But none of these three pcms is a working internal microphone.




> To record maybe "ffmpg -i /dev/dsp0"



I wasn't able to get ffmpeg to record, but when I set the default pcm to 0 with `sysctl hw.snd.default_unit=0`, then `rec foo.wav` successfully records from the headphone jack. (I plugged in a tablet there and played a podcast on the tablet, sending the audio to the headphone jack.) The resulting recording is more static than actual signal, but the signal is there.

From the table of nids in my previous post, it did seem that pcm0 was the headphone jack, so I'm glad to have confirmed it. But my main focus is getting the internal microphone working.

I scanned my hardware and put the results at https://bsd-hardware.info/?probe=bc229efed9 using `sudo hw-probe -all -upload`. I am not sure how to interpret all of the results, but I don't see anything obviously bad---`hw-probe` claims my sound card is supported.


----------



## TheodoreEhrenborg (Oct 18, 2022)

Also, the video feed from my webcam was working fine before I installed webcamd() today, and it's still working.
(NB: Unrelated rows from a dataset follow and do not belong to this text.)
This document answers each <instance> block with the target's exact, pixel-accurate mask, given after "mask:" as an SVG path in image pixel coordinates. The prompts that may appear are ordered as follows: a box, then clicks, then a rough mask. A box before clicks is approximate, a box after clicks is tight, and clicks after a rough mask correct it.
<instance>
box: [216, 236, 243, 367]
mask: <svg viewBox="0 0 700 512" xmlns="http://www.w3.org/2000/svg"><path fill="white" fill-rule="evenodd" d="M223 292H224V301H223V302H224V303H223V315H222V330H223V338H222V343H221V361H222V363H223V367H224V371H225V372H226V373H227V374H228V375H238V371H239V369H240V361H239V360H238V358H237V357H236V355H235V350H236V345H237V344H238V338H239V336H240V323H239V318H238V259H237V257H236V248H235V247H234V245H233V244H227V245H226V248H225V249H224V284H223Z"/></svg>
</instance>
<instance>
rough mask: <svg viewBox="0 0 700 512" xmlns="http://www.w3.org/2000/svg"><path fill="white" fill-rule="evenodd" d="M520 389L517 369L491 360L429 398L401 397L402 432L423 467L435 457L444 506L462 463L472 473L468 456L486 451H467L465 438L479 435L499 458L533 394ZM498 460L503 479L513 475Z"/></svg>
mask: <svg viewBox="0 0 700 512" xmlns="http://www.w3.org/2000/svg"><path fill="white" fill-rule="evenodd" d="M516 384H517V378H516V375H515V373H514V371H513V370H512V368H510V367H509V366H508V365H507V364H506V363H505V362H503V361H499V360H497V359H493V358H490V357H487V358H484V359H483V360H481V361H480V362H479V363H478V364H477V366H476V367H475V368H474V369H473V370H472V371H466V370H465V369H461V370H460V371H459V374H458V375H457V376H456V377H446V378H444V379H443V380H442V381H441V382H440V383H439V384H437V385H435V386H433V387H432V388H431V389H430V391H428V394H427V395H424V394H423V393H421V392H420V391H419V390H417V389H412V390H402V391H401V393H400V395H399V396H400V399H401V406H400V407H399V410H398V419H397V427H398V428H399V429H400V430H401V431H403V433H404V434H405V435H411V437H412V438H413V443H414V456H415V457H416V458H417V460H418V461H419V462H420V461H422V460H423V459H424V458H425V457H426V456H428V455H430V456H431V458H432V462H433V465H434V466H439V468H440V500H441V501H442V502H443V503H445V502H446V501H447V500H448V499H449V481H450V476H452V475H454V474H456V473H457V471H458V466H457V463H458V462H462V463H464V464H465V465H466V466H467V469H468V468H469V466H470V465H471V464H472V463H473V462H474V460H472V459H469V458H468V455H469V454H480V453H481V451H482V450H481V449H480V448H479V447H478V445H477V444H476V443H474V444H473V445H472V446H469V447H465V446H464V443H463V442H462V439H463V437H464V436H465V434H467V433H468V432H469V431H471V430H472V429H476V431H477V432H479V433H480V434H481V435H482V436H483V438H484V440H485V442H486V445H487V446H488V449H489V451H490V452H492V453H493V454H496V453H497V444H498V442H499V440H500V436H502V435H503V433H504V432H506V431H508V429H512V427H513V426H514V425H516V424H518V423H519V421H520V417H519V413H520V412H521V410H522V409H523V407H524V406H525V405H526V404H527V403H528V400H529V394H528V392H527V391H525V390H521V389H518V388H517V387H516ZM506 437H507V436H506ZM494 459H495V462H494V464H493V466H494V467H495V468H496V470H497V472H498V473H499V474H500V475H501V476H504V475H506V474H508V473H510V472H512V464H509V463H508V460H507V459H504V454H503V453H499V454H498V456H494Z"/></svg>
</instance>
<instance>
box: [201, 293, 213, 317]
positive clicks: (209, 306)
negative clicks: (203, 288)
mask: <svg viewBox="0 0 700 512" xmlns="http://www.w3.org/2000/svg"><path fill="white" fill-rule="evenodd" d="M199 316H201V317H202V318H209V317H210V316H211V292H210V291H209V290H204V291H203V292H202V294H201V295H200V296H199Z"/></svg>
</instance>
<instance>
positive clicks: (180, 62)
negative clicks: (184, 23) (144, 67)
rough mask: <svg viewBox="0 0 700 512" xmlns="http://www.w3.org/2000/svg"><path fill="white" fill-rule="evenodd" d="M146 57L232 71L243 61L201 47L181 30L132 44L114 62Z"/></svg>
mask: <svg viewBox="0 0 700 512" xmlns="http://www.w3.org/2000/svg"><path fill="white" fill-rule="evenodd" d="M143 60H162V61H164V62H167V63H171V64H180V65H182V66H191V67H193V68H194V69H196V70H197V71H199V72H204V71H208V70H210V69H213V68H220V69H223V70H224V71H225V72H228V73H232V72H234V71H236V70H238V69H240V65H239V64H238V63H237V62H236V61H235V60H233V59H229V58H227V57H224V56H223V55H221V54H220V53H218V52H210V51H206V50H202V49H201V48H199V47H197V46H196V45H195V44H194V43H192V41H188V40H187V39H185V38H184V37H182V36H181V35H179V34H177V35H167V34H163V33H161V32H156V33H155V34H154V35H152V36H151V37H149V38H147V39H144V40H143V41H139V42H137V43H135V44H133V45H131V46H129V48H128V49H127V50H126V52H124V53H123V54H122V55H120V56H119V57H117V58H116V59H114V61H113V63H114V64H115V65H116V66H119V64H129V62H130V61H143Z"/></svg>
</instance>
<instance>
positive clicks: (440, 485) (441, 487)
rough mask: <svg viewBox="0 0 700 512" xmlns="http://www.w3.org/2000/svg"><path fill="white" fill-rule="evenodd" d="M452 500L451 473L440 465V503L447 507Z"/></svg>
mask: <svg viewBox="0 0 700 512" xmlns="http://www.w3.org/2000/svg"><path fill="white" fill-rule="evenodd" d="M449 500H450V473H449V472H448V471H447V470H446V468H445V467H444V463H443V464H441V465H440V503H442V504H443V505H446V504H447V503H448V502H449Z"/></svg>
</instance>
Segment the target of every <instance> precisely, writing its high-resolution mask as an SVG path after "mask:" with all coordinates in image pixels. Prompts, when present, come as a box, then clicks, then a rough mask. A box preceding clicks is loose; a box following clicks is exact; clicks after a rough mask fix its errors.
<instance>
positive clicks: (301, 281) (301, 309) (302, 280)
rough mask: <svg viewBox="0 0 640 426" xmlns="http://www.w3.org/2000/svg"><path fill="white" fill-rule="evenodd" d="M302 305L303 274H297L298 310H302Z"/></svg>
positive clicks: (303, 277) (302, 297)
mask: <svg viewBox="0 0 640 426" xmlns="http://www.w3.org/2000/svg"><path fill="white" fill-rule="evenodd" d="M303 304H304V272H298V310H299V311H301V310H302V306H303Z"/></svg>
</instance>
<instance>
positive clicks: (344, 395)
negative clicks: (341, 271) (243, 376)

So no problems there.


----------



## quakerdoomer (Nov 19, 2022)

Hi, I have the same (almost exact) problem since more than a year and I ended up using virtual_oss with external earphones which have a mic. If you want a quick fix then that is one way to go but I am myself fed up of this setting and am ready to try all pins to get my internal mic working.
Your webcam will keep jumping from ugen0.2 and ugen0.3 depending upon your reboot (mine does at least).
If you figure out a solution for your internal mic, please share it here.


----------